The data frame’s columns are the component names and the rows are the station names.
- property delta
- property duration
- get_np_array(stations, components=None, verbose=True)[source]
Arguments go to BPMF.utils.get_np_array.
- slice(starttime, duration=None, num_samples=None, stations=None, components=None)[source]
Returns a new WaveformTransform instance at the requested time.
Note that either duration or num_samples must be different from None.
- Parameters:
starttime (obspy.UTCDateTime) – Time at which slicing starts.
duration (float, optional) – If not None, this is the duration, in seconds, of the slice. Defaults to None, in which case duration is calculated from num_samples and self.sampling_rate.
num_samples (int, optional) – If not None, this is the duration, in samples, of the slice. Defaults to None, in which case num_samples is calculated from duration and self.sampling_rate.
stations (array-like, optional) – Names of the stations to use in the slice. Defaults to None, in which case stations is taken to be the same as self.stations.
components (array-like, optional) – Names of the components to use in the slice. Defaults to None, in which case components is taken to be the same as self.components.
- Returns:
new_instance – The new WaveformTransform instance sliced from self.
- Return type:
BPMF.template_search.WaveformTransform
- property sr
- property time
- BPMF.template_search.envelope(trace)[source]
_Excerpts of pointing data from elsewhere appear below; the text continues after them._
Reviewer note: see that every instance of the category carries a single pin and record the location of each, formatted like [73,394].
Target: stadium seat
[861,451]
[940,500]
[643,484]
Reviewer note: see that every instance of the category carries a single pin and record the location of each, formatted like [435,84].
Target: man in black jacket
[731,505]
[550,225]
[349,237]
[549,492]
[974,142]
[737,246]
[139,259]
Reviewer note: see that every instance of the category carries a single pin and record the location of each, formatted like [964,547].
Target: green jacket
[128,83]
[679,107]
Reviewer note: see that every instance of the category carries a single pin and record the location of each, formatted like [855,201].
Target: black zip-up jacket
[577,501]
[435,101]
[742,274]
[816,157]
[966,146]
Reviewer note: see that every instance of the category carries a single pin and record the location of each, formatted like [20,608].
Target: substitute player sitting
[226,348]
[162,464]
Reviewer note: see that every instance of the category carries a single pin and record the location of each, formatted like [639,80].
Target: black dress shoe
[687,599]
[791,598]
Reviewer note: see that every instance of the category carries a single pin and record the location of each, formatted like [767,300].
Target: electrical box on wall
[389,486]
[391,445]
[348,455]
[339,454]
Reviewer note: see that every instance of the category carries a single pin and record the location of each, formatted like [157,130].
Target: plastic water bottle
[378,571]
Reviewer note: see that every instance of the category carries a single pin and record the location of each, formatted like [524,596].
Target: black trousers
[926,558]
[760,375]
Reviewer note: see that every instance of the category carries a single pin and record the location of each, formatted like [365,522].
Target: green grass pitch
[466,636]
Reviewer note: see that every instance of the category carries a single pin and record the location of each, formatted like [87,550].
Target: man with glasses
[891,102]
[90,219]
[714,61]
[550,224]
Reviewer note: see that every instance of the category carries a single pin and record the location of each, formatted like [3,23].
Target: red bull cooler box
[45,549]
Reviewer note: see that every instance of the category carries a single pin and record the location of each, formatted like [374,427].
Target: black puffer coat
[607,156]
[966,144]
Compute the envelope of trace.
The envelope is defined as the modulus of the complex analytical signal (a signal whose Fourier transform only has energy in positive frequencies).
- Parameters:
trace ((n_samples) numpy.ndarray, float) – The input time series.
- Returns:
envelope – The modulus of the analytical signal of the input traces.
- Return type:
(n_samples) numpy.ndarray, float
- BPMF.template_search.envelope_parallel(traces)[source]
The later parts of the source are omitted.